Посмотрел в дверной глазок — и отступил. Взглянул еще раз.

Какая-то женщина — не Ксения — в плаще из черной лаковой кожи, с длинными каштановыми волосами, стояла перед дверью, опустив голову — и что-то завязывала на затылке.

Подумал — и открыл дверь.

Перед Глебом стояла незнакомка, половину ее лица скрывала черная ажурная маска. Волосы, сияющие даже в тусклом коридорном свете, волнами спадали на плечи, змеились до груди. В ушах поблескивали камешками длинные сережки-ниточки.

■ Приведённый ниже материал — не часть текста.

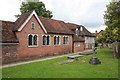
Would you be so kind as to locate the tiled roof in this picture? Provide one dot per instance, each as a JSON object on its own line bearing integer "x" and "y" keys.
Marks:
{"x": 8, "y": 36}
{"x": 84, "y": 32}
{"x": 55, "y": 26}
{"x": 77, "y": 39}
{"x": 21, "y": 20}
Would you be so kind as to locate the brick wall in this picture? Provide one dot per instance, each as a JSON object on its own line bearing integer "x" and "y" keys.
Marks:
{"x": 25, "y": 51}
{"x": 79, "y": 48}
{"x": 9, "y": 53}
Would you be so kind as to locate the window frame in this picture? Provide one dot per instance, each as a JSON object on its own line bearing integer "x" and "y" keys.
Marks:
{"x": 65, "y": 41}
{"x": 76, "y": 44}
{"x": 46, "y": 40}
{"x": 33, "y": 28}
{"x": 33, "y": 40}
{"x": 56, "y": 40}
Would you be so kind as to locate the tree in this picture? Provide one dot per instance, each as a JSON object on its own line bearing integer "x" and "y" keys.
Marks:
{"x": 39, "y": 7}
{"x": 112, "y": 20}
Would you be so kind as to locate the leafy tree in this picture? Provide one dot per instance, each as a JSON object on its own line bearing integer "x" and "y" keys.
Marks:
{"x": 39, "y": 7}
{"x": 112, "y": 20}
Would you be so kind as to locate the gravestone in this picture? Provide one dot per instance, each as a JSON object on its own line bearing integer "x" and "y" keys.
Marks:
{"x": 94, "y": 59}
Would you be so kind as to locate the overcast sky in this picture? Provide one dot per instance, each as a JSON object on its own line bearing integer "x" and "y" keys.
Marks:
{"x": 88, "y": 13}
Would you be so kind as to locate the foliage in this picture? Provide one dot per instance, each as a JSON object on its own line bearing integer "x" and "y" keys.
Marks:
{"x": 39, "y": 7}
{"x": 77, "y": 69}
{"x": 112, "y": 20}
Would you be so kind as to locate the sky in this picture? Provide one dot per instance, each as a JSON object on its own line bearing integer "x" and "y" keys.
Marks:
{"x": 88, "y": 13}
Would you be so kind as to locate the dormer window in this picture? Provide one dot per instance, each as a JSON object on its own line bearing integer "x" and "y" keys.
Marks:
{"x": 33, "y": 25}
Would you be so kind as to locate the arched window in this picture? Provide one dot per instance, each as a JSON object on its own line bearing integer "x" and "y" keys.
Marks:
{"x": 30, "y": 40}
{"x": 33, "y": 25}
{"x": 46, "y": 40}
{"x": 35, "y": 40}
{"x": 66, "y": 40}
{"x": 56, "y": 40}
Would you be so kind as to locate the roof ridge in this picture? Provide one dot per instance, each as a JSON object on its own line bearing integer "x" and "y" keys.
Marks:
{"x": 7, "y": 21}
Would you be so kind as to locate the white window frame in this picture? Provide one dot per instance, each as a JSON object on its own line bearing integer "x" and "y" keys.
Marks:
{"x": 49, "y": 40}
{"x": 59, "y": 40}
{"x": 76, "y": 44}
{"x": 68, "y": 40}
{"x": 32, "y": 26}
{"x": 33, "y": 40}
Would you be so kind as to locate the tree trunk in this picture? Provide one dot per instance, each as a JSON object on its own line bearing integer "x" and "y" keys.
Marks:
{"x": 116, "y": 49}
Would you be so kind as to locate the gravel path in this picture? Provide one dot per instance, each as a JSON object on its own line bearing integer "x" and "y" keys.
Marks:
{"x": 37, "y": 60}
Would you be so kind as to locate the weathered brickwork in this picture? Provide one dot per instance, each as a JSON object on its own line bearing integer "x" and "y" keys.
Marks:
{"x": 79, "y": 48}
{"x": 9, "y": 53}
{"x": 25, "y": 51}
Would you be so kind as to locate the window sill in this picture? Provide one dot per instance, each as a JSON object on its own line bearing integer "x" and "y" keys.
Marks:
{"x": 33, "y": 46}
{"x": 65, "y": 44}
{"x": 46, "y": 45}
{"x": 56, "y": 44}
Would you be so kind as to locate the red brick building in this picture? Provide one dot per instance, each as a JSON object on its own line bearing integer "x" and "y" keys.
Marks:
{"x": 34, "y": 36}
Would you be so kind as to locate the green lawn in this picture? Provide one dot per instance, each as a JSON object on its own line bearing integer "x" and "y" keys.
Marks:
{"x": 78, "y": 69}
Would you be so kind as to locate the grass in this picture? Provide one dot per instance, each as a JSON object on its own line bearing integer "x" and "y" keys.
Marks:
{"x": 77, "y": 69}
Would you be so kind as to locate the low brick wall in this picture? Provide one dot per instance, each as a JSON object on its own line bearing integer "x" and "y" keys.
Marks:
{"x": 9, "y": 53}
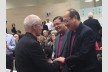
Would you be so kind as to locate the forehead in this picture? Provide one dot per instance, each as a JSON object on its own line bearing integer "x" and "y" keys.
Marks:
{"x": 66, "y": 14}
{"x": 57, "y": 20}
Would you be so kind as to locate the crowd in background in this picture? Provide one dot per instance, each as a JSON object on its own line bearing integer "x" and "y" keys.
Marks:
{"x": 48, "y": 36}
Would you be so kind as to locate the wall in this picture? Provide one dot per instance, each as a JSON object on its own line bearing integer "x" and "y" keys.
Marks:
{"x": 17, "y": 15}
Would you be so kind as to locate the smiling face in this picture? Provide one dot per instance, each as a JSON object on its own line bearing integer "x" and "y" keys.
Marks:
{"x": 59, "y": 26}
{"x": 69, "y": 22}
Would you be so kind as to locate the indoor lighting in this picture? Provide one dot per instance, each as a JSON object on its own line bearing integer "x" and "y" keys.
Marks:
{"x": 90, "y": 0}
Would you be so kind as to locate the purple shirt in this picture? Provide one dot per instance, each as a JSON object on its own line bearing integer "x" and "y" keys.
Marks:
{"x": 72, "y": 41}
{"x": 60, "y": 44}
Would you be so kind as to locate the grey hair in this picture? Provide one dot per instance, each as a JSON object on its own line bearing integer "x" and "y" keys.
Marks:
{"x": 31, "y": 20}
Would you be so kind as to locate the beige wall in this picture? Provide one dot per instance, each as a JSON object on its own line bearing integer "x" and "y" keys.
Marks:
{"x": 17, "y": 15}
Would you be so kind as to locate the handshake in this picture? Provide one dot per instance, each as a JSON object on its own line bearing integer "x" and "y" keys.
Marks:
{"x": 59, "y": 59}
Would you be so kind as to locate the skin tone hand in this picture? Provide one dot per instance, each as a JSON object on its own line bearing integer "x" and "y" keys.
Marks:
{"x": 60, "y": 59}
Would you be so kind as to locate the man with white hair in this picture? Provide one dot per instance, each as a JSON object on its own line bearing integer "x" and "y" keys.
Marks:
{"x": 94, "y": 25}
{"x": 29, "y": 54}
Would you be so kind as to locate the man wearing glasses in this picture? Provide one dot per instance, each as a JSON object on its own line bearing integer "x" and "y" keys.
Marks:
{"x": 81, "y": 44}
{"x": 61, "y": 40}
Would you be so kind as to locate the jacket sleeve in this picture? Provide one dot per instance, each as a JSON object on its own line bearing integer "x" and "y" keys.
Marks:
{"x": 38, "y": 57}
{"x": 87, "y": 43}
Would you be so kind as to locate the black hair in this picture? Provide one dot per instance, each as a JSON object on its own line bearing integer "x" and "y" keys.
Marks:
{"x": 73, "y": 13}
{"x": 59, "y": 17}
{"x": 18, "y": 31}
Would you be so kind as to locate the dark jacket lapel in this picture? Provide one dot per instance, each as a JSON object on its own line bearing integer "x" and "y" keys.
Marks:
{"x": 64, "y": 41}
{"x": 56, "y": 45}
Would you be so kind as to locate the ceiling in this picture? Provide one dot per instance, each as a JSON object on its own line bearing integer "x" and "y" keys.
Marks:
{"x": 23, "y": 3}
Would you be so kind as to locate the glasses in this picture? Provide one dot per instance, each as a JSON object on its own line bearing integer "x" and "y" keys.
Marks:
{"x": 65, "y": 21}
{"x": 57, "y": 24}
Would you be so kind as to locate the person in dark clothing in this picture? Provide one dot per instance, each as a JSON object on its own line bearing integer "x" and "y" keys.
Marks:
{"x": 13, "y": 30}
{"x": 95, "y": 25}
{"x": 19, "y": 33}
{"x": 45, "y": 27}
{"x": 29, "y": 55}
{"x": 81, "y": 53}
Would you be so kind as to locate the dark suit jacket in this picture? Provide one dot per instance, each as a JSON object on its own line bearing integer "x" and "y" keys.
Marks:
{"x": 30, "y": 57}
{"x": 63, "y": 49}
{"x": 64, "y": 44}
{"x": 95, "y": 25}
{"x": 83, "y": 57}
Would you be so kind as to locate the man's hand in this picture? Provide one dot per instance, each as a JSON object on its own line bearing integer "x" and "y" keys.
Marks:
{"x": 60, "y": 59}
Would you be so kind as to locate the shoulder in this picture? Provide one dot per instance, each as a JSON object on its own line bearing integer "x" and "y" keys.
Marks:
{"x": 86, "y": 29}
{"x": 10, "y": 35}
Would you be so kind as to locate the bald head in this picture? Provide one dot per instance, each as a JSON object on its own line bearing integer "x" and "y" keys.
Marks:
{"x": 33, "y": 24}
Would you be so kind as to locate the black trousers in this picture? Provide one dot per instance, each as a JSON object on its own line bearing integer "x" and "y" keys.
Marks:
{"x": 9, "y": 62}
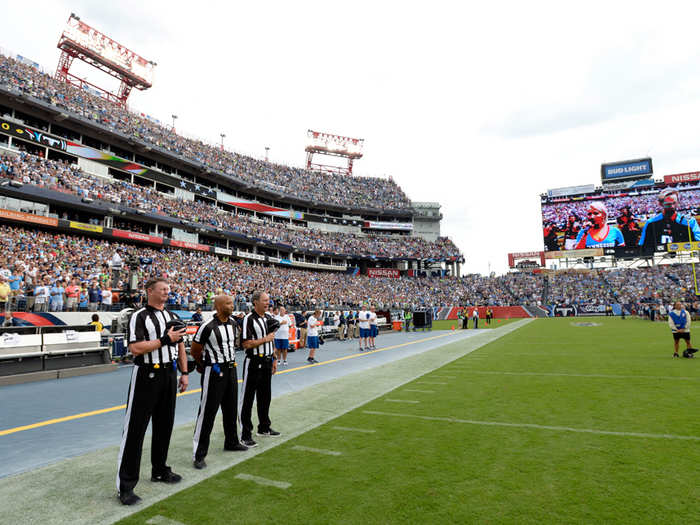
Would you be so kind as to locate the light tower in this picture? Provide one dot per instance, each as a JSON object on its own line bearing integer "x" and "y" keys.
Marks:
{"x": 87, "y": 44}
{"x": 332, "y": 146}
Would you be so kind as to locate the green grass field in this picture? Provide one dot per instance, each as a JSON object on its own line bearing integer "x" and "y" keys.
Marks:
{"x": 553, "y": 423}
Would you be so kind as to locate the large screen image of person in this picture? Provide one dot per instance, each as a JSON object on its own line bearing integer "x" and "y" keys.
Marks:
{"x": 646, "y": 220}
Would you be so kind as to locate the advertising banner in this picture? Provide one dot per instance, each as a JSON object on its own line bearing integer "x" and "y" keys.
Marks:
{"x": 190, "y": 245}
{"x": 28, "y": 217}
{"x": 85, "y": 227}
{"x": 524, "y": 255}
{"x": 590, "y": 252}
{"x": 385, "y": 225}
{"x": 571, "y": 190}
{"x": 124, "y": 234}
{"x": 223, "y": 251}
{"x": 626, "y": 169}
{"x": 383, "y": 272}
{"x": 682, "y": 177}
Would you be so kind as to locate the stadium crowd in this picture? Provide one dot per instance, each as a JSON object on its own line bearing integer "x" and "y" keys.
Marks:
{"x": 61, "y": 176}
{"x": 55, "y": 272}
{"x": 355, "y": 192}
{"x": 38, "y": 265}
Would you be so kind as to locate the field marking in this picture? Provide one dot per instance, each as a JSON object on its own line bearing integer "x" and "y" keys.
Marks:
{"x": 82, "y": 415}
{"x": 264, "y": 481}
{"x": 162, "y": 520}
{"x": 323, "y": 451}
{"x": 351, "y": 429}
{"x": 564, "y": 374}
{"x": 535, "y": 426}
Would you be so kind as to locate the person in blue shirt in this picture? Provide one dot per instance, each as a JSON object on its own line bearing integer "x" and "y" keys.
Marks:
{"x": 669, "y": 225}
{"x": 679, "y": 322}
{"x": 597, "y": 233}
{"x": 56, "y": 297}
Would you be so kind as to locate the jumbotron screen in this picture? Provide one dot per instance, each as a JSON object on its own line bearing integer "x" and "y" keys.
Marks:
{"x": 644, "y": 219}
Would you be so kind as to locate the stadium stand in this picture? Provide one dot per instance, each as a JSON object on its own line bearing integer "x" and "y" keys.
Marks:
{"x": 333, "y": 189}
{"x": 60, "y": 176}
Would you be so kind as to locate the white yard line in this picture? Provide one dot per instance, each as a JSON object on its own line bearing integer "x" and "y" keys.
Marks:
{"x": 564, "y": 374}
{"x": 535, "y": 426}
{"x": 351, "y": 429}
{"x": 317, "y": 450}
{"x": 264, "y": 481}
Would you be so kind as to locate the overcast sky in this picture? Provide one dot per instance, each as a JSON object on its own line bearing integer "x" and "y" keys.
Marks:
{"x": 480, "y": 106}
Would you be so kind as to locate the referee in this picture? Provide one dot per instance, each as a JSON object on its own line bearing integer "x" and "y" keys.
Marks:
{"x": 213, "y": 348}
{"x": 258, "y": 368}
{"x": 152, "y": 391}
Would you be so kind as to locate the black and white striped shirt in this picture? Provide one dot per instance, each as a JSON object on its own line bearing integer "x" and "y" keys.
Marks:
{"x": 218, "y": 340}
{"x": 148, "y": 324}
{"x": 255, "y": 327}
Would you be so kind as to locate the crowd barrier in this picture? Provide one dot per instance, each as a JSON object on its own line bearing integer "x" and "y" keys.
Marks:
{"x": 22, "y": 353}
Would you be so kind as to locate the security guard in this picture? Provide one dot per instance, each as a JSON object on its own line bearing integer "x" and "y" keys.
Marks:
{"x": 157, "y": 348}
{"x": 258, "y": 368}
{"x": 213, "y": 349}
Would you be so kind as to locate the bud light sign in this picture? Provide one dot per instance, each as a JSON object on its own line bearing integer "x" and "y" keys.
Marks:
{"x": 628, "y": 169}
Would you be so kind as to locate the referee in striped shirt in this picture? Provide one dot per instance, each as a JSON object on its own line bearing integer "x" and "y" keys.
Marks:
{"x": 213, "y": 348}
{"x": 258, "y": 368}
{"x": 152, "y": 391}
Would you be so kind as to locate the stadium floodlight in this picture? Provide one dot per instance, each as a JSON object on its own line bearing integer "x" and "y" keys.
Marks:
{"x": 319, "y": 143}
{"x": 89, "y": 45}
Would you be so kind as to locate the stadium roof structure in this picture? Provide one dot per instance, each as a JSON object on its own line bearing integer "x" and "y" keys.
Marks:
{"x": 89, "y": 45}
{"x": 333, "y": 146}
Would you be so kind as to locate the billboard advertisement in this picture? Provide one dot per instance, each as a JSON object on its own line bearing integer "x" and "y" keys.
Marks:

Яркие красные губы приоткрылись в улыбке — и Глеб эту улыбку узнал. Овал лица, изгиб бровей, серо-голубые глаза — обжигающе яркие — такой оттенок радужки он встречал только у одной женщины.

— Ксения? — выдавил Глеб.

Она заулыбалась — и сняла маску. Но не перестала от этого быть незнакомкой. Волосы, макияж, лаковый плащ, сапоги на шпильке — Ксения словно превратилась в другую женщину. Глеб скользил по ней взглядом, цепляясь за привычную округлость бедер, венку на шее, крохотную родинку на скуле — доказательства того, что это его Ксения.

Она прошло мимо него, снимая на ходу плащ. А под плащом — только черное кружевное платьице, больше напоминающее комбинацию. Глеб сглотнул ком в горле.

— И что на это скажет твой муж? — от волнения Глеб едва выговаривал слова.

— Я к нему не вернусь. И он мне не муж.

— Нет? — Глеб присел на матрас, чувствуя, как пол уходит из-под ног.

— А ты думал, что развлекаешься с чужой женой?

Глеб поморщился. Ему не нравилось слово «развлекаешься», произнесенное в этом контексте, — равно как и «чужая жена».

— Мой бедный, несчастный Стрелок… — Ксения бросила плащ рядом с Глебом, поправила сетчатые чулки. — А что на это скажешь ты?

Глеб, застыв, просто смотрел на нее. Ему казалось, этот мир рушится, — и вместо него возводится новый, неизведанный.

— Эта… — он сделал витиеватый жест рукой и облизал губы, — одежда… — и не договорил.

— Я же вижу, что нравится, — Ксения глянула на него из-за плеча. — Это просто костюм.

«Просто костюм…» — эхом про себя повторил Глеб. В нем медленно закипала злость. Потому что Ксения дразнила его. Потому что называла бедным и несчастным. А еще — потому, что эта девица в чулках не похожа была на его Ксению, но его все равно к ней тянуло — так, что на месте не устоять.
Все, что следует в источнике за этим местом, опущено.